Kredivo Catat 54% Pembiayaan Disalurkan untuk Kebutuhan Produktif
Poin Penting
|
JAKARTA, investortrust.id - PT Kredivo Finance Indonesia (Kredivo) mencatat, sekitar 54% kredit yang disalurkan sepanjang 2025 digunakan untuk kebutuhan produktif, mulai dari modal usaha, renovasi rumah, pendidikan, hingga kebutuhan kesehatan.
Temuan itu menjadi bagian awal dari studi Lembaga Demografi Fakultas Ekonomi dan Bisnis Universitas Indonesia (LD FEB UI) bersama Kredivo Group tentang dampak sosial dan ekonomi kredit digital terhadap perekonomian Indonesia.
Studi tersebut mengkaji kontribusi layanan paylater dan pinjaman tunai dari KrediFazz dalam memperluas akses pembiayaan, membentuk perilaku finansial masyarakat, mendukung pemberdayaan sektor usaha mikro kecil dan menengah (UMKM), serta mendorong aktivitas ekonomi yang lebih luas.
Wakil Kepala Bidang Penelitian dan Pelatihan LD FEB UI Paksi Walandouw mengungkapkan, studi tersebut dilakukan untuk memberikan gambaran berbasis bukti mengenai peran kredit digital dalam perekonomian nasional.

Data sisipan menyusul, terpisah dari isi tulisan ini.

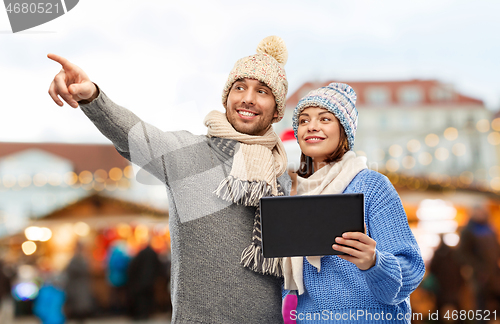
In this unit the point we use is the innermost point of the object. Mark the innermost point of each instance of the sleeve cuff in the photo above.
(86, 102)
(383, 268)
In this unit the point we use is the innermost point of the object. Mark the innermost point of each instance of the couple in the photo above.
(214, 184)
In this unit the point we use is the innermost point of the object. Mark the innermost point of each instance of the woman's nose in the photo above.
(313, 126)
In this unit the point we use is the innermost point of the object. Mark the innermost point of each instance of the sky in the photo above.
(167, 61)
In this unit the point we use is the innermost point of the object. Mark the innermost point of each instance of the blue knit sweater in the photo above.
(341, 293)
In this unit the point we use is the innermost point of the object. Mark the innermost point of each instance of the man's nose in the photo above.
(249, 97)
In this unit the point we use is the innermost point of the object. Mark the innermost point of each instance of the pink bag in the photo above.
(289, 304)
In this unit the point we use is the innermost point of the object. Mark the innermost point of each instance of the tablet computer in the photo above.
(308, 225)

“Ketika sebuah layanan sudah menjadi fenomena sosial dalam skala ini, pertanyaan tentang dampaknya tidak lagi dapat dilihat hanya dari pertumbuhan industri, tetapi juga dari bagaimana ia mempengaruhi kehidupan ekonomi masyarakat sehari-hari,” ujarnya, dalam keterangan tertulis, dikutip Rabu (9/9/2026).
Baca Juga
Kredivo Soroti Pergeseran Pola Penggunaan Pay Later Kini untuk Belanja Harian
Dari sisi inklusi keuangan, studi tersebut juga menemukan bahwa satu dari enam pengguna aktif Kredivo pada 2025 merupakan pengguna yang baru pertama kali mengakses kredit.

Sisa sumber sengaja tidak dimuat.